The Minnesota Wild (25-10-8) visit Crypto.com Arena to face the Los Angeles Kings (17-14-9) on Monday, January 5, 2026 (10:30 PM ET), and the matchup has already delivered drama this season. The teams have met twice and both games went to a shootout, with Minnesota earning a 4-3 shootout win on Oct. 13, 2025, and Los Angeles answering with a 5-4 shootout win on Jan. 3, 2026. That history matters because it reinforces what these teams do best: defend well enough to keep games tight, then rely on execution and goaltending in the highest-leverage moments.

Matchup stats: where the edges live

On paper, Minnesota has been the more consistent team, especially in scoring margin and special teams.

  • Scoring: Minnesota is at about 3.14 goals per game, while Los Angeles sits at about 2.63.
  • Defense: Both teams defend at a high level: Minnesota is allowing about 2.60 goals per game, Los Angeles about 2.65.
  • Special teams: Minnesota carries the stronger power play at about 22.7%, while Los Angeles is around 16.1%. Penalty killing is close, with L.A. around 77.8% and Minnesota around 76.7%.
  • Faceoffs: Los Angeles has a slight edge on draws (about 49.4%) compared to Minnesota (about 46.8%).

This statistical shape explains why many Kings games become grinders. L.A. is comfortable in low-event hockey, leaning on defensive structure and forcing opponents to earn every clean look. Minnesota’s advantage tends to show up when the Wild can create special-teams opportunities or turn forecheck pressure into sustained zone time.

Recent trend: Minnesota’s road confidence

Minnesota arrives in a strong stretch, recently riding a multi-game point streak and playing with consistent pace away from home. That’s relevant against the Kings because Los Angeles thrives when opponents get impatient in the neutral zone and start forcing plays into traffic. If Minnesota stays disciplined and keeps their game direct, they can avoid feeding L.A.’s preferred “turnover and counter” rhythm.

Goalie watch (unconfirmed at publish time)
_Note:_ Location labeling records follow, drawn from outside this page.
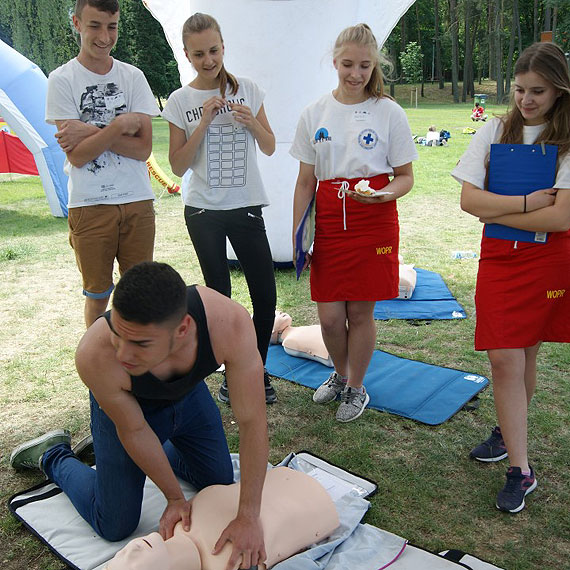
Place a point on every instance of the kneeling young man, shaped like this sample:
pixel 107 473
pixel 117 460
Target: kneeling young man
pixel 144 362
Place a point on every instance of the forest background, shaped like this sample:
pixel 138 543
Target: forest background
pixel 460 42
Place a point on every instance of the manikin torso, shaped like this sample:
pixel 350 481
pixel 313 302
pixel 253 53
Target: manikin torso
pixel 296 512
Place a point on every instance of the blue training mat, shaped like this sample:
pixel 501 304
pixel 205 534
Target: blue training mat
pixel 431 300
pixel 424 392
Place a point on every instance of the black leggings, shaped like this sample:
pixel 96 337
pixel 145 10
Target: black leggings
pixel 245 229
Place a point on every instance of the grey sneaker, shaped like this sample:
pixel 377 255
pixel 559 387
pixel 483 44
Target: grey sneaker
pixel 352 404
pixel 330 389
pixel 28 455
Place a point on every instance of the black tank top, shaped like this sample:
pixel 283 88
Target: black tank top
pixel 148 389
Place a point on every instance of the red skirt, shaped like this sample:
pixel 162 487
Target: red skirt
pixel 355 253
pixel 523 293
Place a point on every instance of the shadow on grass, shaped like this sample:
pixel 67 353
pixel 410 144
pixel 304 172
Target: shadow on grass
pixel 14 223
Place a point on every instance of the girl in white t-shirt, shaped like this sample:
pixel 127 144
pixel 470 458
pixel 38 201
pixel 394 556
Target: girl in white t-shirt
pixel 216 123
pixel 523 288
pixel 354 134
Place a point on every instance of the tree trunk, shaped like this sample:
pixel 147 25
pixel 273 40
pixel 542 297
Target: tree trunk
pixel 498 51
pixel 468 61
pixel 491 46
pixel 438 70
pixel 547 19
pixel 535 22
pixel 403 39
pixel 454 30
pixel 519 33
pixel 508 71
pixel 420 44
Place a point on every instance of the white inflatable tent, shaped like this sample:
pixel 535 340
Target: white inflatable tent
pixel 285 46
pixel 23 89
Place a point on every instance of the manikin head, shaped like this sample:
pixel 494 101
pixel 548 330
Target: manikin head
pixel 153 553
pixel 149 317
pixel 282 321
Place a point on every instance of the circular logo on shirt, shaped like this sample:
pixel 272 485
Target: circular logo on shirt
pixel 368 139
pixel 322 135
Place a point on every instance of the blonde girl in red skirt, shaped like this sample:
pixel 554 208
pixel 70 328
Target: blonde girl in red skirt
pixel 353 137
pixel 522 296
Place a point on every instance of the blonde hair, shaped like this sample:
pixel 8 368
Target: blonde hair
pixel 547 60
pixel 197 23
pixel 362 35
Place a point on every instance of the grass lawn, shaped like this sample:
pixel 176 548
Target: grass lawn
pixel 429 491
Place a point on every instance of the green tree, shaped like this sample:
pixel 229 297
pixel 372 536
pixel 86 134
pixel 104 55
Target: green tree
pixel 149 50
pixel 411 61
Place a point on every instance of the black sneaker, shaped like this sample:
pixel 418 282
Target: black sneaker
pixel 223 394
pixel 491 450
pixel 511 498
pixel 270 395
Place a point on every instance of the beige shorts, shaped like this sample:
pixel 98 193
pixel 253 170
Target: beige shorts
pixel 101 233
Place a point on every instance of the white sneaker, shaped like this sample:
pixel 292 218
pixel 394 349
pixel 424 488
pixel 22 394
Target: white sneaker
pixel 352 404
pixel 330 389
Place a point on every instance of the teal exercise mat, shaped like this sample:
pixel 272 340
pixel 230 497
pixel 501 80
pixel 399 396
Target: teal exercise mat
pixel 424 392
pixel 431 300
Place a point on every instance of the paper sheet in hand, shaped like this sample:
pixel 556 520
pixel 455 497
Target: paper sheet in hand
pixel 304 235
pixel 517 170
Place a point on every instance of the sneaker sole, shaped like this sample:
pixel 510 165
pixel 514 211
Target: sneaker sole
pixel 359 413
pixel 38 440
pixel 223 399
pixel 326 401
pixel 490 459
pixel 522 505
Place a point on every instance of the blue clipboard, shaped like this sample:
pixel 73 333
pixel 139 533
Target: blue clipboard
pixel 304 236
pixel 517 170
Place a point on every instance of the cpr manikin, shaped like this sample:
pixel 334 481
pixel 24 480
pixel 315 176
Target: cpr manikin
pixel 296 512
pixel 304 342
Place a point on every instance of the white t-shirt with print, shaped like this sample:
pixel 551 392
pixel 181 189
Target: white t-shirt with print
pixel 472 164
pixel 225 174
pixel 74 92
pixel 353 141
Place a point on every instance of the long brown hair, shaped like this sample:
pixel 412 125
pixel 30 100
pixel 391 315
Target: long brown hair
pixel 547 60
pixel 362 35
pixel 199 22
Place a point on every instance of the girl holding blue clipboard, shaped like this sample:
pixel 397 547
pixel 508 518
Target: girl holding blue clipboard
pixel 522 296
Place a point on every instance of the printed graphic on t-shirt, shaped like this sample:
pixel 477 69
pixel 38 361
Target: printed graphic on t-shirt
pixel 226 146
pixel 98 106
pixel 322 135
pixel 368 139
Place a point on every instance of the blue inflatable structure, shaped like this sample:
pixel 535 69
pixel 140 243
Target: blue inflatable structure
pixel 23 89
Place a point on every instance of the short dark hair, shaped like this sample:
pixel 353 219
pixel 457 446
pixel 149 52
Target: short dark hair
pixel 151 293
pixel 111 6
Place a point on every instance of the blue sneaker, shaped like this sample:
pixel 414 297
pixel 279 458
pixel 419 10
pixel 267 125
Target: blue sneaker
pixel 511 498
pixel 28 455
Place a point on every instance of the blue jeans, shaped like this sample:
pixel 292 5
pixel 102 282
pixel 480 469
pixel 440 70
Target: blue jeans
pixel 110 497
pixel 245 229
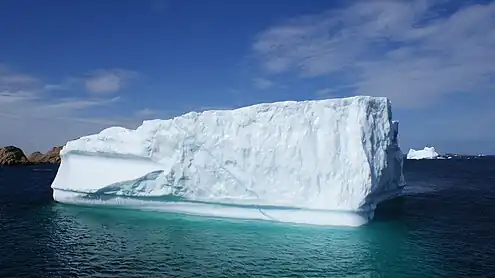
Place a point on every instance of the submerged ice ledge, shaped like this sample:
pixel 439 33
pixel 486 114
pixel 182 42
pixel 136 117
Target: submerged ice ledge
pixel 327 162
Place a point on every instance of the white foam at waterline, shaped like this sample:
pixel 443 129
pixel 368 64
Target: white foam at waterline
pixel 296 216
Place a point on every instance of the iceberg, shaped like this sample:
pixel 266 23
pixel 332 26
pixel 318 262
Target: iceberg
pixel 321 162
pixel 426 153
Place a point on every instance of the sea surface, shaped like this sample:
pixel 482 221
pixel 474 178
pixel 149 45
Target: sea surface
pixel 444 227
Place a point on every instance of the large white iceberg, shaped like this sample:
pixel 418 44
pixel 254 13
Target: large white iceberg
pixel 326 162
pixel 426 153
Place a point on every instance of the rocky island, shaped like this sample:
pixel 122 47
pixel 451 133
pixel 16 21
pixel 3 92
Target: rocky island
pixel 11 155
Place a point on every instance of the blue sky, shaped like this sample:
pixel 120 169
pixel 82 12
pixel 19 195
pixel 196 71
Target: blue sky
pixel 70 68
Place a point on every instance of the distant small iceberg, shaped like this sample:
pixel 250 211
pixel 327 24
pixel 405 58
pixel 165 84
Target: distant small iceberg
pixel 426 153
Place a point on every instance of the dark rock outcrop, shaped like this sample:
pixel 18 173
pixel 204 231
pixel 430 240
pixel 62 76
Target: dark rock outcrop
pixel 14 156
pixel 51 157
pixel 11 155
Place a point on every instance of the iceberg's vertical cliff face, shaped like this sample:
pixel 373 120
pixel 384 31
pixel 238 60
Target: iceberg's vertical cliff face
pixel 287 161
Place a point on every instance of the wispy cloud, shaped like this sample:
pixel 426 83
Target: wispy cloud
pixel 108 81
pixel 262 83
pixel 34 119
pixel 405 50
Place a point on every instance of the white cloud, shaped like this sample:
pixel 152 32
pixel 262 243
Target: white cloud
pixel 32 120
pixel 262 83
pixel 108 81
pixel 400 49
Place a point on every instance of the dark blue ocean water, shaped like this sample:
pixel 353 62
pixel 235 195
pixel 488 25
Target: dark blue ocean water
pixel 444 228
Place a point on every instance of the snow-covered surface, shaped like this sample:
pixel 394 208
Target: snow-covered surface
pixel 326 162
pixel 426 153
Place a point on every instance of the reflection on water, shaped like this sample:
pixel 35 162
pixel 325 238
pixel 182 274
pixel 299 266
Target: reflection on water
pixel 445 232
pixel 116 242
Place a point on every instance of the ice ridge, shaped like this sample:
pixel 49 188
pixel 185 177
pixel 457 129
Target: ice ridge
pixel 325 162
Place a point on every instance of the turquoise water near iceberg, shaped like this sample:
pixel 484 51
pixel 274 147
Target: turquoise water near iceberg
pixel 444 228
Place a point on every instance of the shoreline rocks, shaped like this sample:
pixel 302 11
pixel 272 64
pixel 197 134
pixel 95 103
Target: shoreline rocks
pixel 11 155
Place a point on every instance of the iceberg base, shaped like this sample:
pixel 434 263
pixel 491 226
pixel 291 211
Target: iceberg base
pixel 277 214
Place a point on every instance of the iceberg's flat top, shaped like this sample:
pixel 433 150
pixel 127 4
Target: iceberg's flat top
pixel 335 154
pixel 426 153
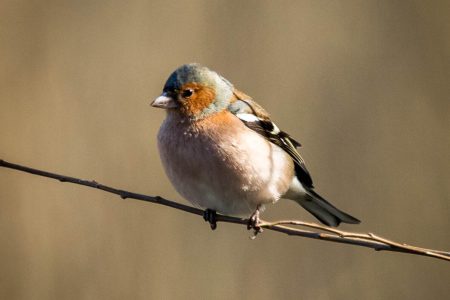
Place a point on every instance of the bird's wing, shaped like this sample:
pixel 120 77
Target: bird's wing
pixel 257 119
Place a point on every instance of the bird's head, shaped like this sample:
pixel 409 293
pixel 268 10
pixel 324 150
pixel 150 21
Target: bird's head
pixel 195 91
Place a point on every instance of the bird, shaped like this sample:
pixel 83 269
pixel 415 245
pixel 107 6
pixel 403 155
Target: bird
pixel 221 151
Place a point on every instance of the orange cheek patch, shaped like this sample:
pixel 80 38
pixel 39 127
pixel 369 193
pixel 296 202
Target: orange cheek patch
pixel 202 97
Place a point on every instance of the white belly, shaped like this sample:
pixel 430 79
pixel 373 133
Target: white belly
pixel 231 173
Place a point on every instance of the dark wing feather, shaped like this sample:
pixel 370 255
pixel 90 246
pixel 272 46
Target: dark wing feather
pixel 257 119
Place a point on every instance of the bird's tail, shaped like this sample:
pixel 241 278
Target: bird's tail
pixel 324 210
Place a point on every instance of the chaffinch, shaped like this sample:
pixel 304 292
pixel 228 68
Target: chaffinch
pixel 222 152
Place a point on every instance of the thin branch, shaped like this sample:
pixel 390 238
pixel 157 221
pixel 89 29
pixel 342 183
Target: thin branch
pixel 368 240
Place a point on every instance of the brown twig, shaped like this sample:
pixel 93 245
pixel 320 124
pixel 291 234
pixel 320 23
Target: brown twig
pixel 368 240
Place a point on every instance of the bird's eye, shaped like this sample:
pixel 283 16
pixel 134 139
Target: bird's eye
pixel 187 93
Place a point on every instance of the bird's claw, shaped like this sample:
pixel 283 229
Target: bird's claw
pixel 210 216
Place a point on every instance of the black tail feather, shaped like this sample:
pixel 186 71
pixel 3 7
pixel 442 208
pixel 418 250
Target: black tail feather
pixel 324 211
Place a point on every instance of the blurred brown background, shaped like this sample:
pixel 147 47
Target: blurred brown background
pixel 364 85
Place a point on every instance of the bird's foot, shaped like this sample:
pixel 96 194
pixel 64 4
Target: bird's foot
pixel 210 216
pixel 254 222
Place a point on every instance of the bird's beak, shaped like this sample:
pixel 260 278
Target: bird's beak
pixel 164 101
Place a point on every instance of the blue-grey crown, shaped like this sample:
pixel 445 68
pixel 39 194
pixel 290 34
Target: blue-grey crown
pixel 190 73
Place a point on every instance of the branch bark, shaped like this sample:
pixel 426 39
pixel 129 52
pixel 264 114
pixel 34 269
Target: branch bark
pixel 322 232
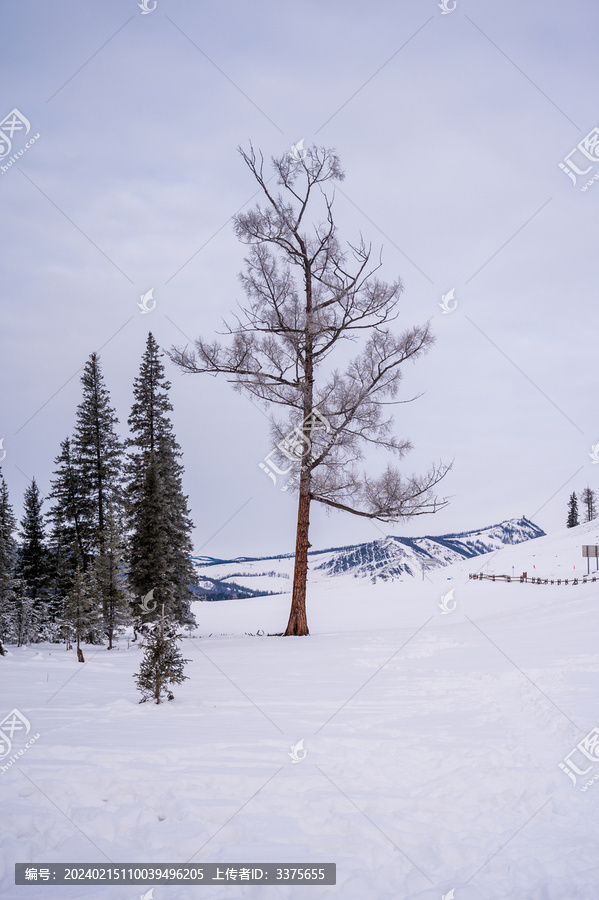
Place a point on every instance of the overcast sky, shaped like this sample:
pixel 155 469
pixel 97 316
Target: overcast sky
pixel 450 128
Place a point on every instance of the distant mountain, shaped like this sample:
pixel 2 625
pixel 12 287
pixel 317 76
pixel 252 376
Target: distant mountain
pixel 385 558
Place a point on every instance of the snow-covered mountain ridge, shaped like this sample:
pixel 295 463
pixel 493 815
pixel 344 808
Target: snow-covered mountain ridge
pixel 384 558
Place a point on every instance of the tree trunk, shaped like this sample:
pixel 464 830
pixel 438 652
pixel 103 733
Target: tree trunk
pixel 298 623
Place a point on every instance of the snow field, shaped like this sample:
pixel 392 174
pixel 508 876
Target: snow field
pixel 432 744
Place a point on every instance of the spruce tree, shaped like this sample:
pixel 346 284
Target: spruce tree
pixel 69 517
pixel 162 664
pixel 98 453
pixel 32 558
pixel 82 619
pixel 158 516
pixel 110 577
pixel 588 498
pixel 573 519
pixel 8 588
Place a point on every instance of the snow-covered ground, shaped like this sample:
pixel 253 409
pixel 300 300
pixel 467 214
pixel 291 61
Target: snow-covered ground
pixel 433 742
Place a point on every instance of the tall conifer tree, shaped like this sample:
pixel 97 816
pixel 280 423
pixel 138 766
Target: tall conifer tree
pixel 98 452
pixel 160 526
pixel 32 563
pixel 7 563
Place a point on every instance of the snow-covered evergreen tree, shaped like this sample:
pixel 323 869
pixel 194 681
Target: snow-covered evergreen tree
pixel 32 566
pixel 588 498
pixel 109 571
pixel 7 562
pixel 159 522
pixel 82 617
pixel 162 664
pixel 69 517
pixel 98 453
pixel 573 519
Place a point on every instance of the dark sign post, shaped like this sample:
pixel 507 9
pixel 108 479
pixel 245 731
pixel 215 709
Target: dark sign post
pixel 589 550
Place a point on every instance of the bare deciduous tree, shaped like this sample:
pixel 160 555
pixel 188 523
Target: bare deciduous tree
pixel 305 296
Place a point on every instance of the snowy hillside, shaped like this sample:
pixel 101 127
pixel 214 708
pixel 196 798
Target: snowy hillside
pixel 387 558
pixel 435 744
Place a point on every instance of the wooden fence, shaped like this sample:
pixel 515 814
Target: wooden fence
pixel 521 579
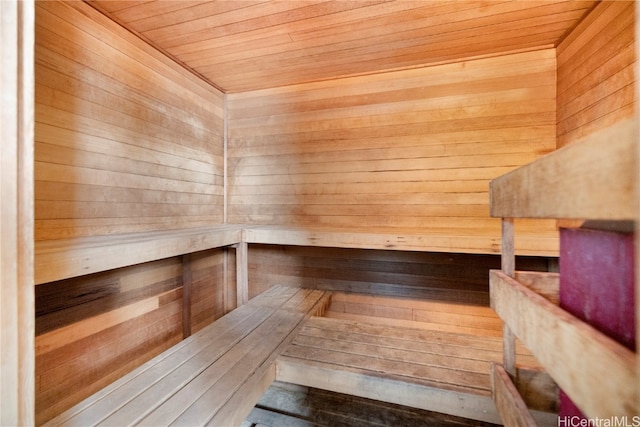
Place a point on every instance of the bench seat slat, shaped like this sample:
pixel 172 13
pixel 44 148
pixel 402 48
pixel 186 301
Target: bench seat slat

Projected starters have been listed as unconfirmed, but the expected matchup is Filip Gustavsson vs. Darcy Kuemper. Gustavsson’s season line has been strong (14-8-4, 2.45 GAA, .912 SV%, 3 shutouts) and Kuemper’s numbers have also been steady (11-7-6, 2.33 GAA, .911 SV%, 2 shutouts). The confirmation matters because this matchup has already produced two shootouts, and both teams are comfortable leaning on goaltending when the game tightens. Information provided by DailyFaceOff

Coaching styles that will shape the game

Minnesota under John Hynes has leaned into a direct identity. Hynes has emphasized a “north-south” approach—quick exits, pucks behind coverage, and a willingness to work the hard areas rather than chase pretty looks. The Wild want to forecheck heavy, win pucks below the dots, and turn retrievals into quick chances around the crease. When Minnesota is at their best, their pressure stays connected: F1 forces a decision, F2 and F3 arrive on time, and the puck stays in the offensive end long enough to wear teams down.

Los Angeles under Jim Hiller is unapologetically a checking team. The Kings want tight gaps, layers through the neutral zone, and defensive detail that keeps opponents to the perimeter. Tactically, L.A. has leaned into a 1-2-2 neutral-zone look that aims to disrupt entries, funnel attacks into less dangerous lanes, and create turnovers that instantly become offense the other way—without sacrificing structure.

What to watch early

The game’s early tone should tell the story. If Minnesota’s forecheck is on time and they draw penalties, their power play edge becomes a real factor. If Los Angeles wins the neutral-zone battle and forces Minnesota to dump pucks without support, the Kings can steer this into the low-event rhythm they prefer—exactly the type of game these teams have played against each other all season.